New York Times bestselling author Cecelia Ahern's charming new novel explores what happens when "what if" becomes a reality for two strangers whose lives are at a crossroads.
How can you know someone you've never met? That's the question haunting Joyce Conway these days. Recovering from a terrible accident and with her marriage in pieces, Joyce is suddenly plagued by an overwhelming sense of déjà vu that makes her feel as if the life she's living is not her own. During the day she has vivid memories of things she's never seen—such as cobblestoned Parisian streets she's never visited—and at night she dreams of a little girl she's sure she's never met. Joyce is convinced she's lost her mind . . . until a series of coincidences leads her on a journey to meet the one person who may hold the answer she needs.
Someone's life could be depending on you right now. . . . That's the pitch that finally persuades Justin Hitchcock to donate blood—the first thing to come straight from his heart in a long time.
Restless and lonely, Justin chased his ex-wife and daughter from Chicago to London, and now he's in Dublin, guest-lecturing to bored college students. When he receives a basket of muffins with a thank-you note attached, he's sure someone's playing a joke on him, but then the presents keep coming. Intrigued, Justin is determined to solve the mystery—a quest that will change his life forever.

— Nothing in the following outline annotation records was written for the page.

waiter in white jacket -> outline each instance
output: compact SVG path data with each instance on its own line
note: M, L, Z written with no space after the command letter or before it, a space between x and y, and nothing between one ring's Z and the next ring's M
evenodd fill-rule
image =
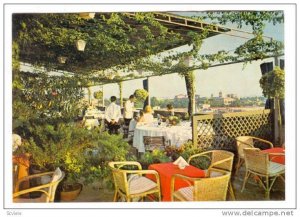
M130 121L133 118L135 96L130 95L129 99L125 102L124 105L124 122L126 126L129 126Z
M108 132L110 134L118 134L120 128L121 107L116 104L117 97L110 97L111 103L105 110L105 121L108 126Z

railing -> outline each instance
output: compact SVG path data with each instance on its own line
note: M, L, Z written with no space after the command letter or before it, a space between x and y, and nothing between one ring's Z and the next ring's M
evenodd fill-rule
M235 150L237 136L250 135L273 141L270 110L194 115L193 143L201 149Z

Thanks for the Memories is a heartwarming story of hope, love, and second chances—Cecelia Ahern's most magical novel yet.
Contrivance and a multitude of sitcom mixups drive Ahern's fifth novel. When Joyce Conway gets a blood transfusion after a tragic accident that caused her to miscarry, she strangely picks up the memories of her donor. Upon release from the hospital, she moves in with her father to try to cope with her impending divorce and the loss of her baby, but ends up instead on a wild goose chase after feeling a connection with a mysterious, smoldering stranger in a hair salon. Their relationship is obvious to the reader immediately, which makes the following several hundred pages a less than satisfying exercise in delaying the inevitable. Fans of Ahern's earlier work won't be disappointed with the fairy tale-like feeling, but readers not already in the fold might not stick around to the obvious conclusion. (Apr.)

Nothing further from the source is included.